Il sole nel ventre – Matisse

Se si esclude un soggiorno in Corsica e a Tolosa nel 1898, il primo vero impatto di Matisse con il sud e il Mediterraneo, quello rivelatore, risale al 1904. Ed è Saint Tropez, allora piccolo anfiteatro di case rosse chiuso tra la sua baia e le Corniche des Maures.

Per chi era convinto che si nasce con la sensibilità di tutta un’epoca, l’incontro di Saint Tropez con Signac e Cross diventa una grande occasione, tanto più se l’ora è quella delle tentazioni irresistibili. I primi quadri divisionisti di Matisse sono Golfo di Saint Tropez Terrazza a Saint Tropez. Ma l’opera maestra di questo esordio mediterraneo è Lusso, calma voluttà. E’ rappresentazione di un sogno sensuale dove paesaggio e corpi emergono da una stessa vibrazione luminosa.
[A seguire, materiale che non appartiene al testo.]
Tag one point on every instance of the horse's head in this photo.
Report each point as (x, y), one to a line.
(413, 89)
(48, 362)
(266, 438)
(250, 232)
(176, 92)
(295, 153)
Malgrado il linguaggio visibilmente sperimentale, il respiro cosmico della scena rimanda alle Bagnanti di Cèzanne. La citazione permetterebbe insomma a Matisse di nobilitare un mezzo espressivo in cui in fondo non crede e di verificarne la risposta al soggetto.

Per Matisse è la svolta. I tasselli colorati di Lusso, calma e voluttà esplodono espandendosi sulla tela come colpi di frusta, in taches dal timbro acuto e contrastato che fanno intravedere dietro la tela nuda. L’immagine perde ogni traccia di modellato tonale e la pennellata fluisce libera, gestuale, spericolata. La profondità rinasce come spazialità cromatica, per accordi tra una campitura e l’altra di pigmento, ignara di qualsiasi espediente prospettico.

La vita verso il connubio espressione-decorazione a cui doveva approdare il suo stile, comincia forse da qui.